Ethikkommissionen sind am Anfang nicht von allen mit Begeisterung begrüßt worden, weder von den Ärzten, die sich oft bevormundet fühlten, noch von den Juristen, die die staatlichen Genehmigungsbehörden für ausreichend hielten. Die Pharmaindustrie fürchtete eine „überflüssige und verzögernde bürokratische Hürde“. Doch das Blatt habe sich inzwischen gründlich gewandelt, stellte Prof. Dr. med.

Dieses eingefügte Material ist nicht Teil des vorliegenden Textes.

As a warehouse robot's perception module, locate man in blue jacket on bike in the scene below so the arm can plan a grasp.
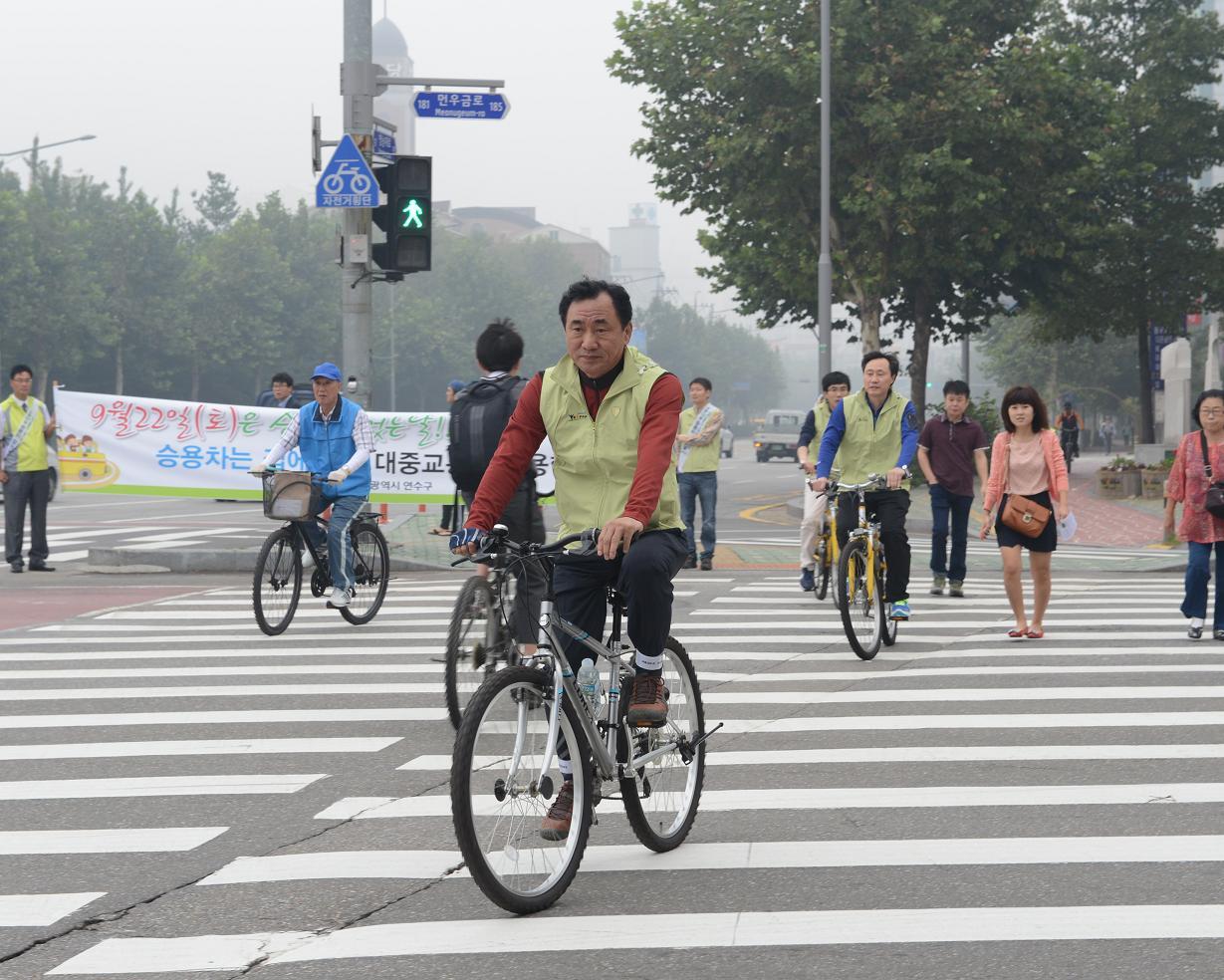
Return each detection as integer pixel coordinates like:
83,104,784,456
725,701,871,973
251,361,374,609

Ludwig Siep, Münster, anlässlich des 25-jährigen Bestehens des Arbeitskreises Medizinischer Ethik-Kommissionen in der Bundesrepublik Deutschland in Berlin fest. Die Kommission sei nicht nur im Arzneimittelgesetz (AMG) verankert. Das AMG verlange vielmehr zu jedem Antrag eine positive Stellungnahme. Der Gesetzgeber wünsche außerdem, dass die Kommissionen die Forschung begleiten und beobachten.
Weltärztebund gab Anstoß
Die Entstehung der Ethikkommissionen (EK) geht auf eine jahrzehntelange Entwicklung zurück, „in der die medizinische Forschung Felder erobert und Methoden entwickelt hat, die vorher bestehende Grenzen sprengen“, berichtete der Vorsitzende des Arbeitskreises, Prof. Dr. med. Elmar Doppelfeld. Ihre weltweite Verbreitung verdankten die Ethikkommissionen maßgeblich dem Weltärztebund. Er habe 1975 in Tokio die Deklaration von Helsinki durch die Bestimmung ergänzt, dass ein eindeutiges Versuchsprotokoll einem besonders berufenen unabhängigen Ausschuss zur „Beratung, Stellungnahme und Orientierung“ vorzulegen sei. „Dieses Postulat wurde in zahlreichen Ländern aufgegriffen, allerdings in bunter Vielfalt verwirklicht.“ In der Bundesrepublik bildeten sich die Ethikkommissionen bei den medizinischen Fakultäten der Universitäten und seit der Empfehlung des Vorstands der Bundesärztekammer aus dem Jahr 1979 auch bei den Ärztekammern.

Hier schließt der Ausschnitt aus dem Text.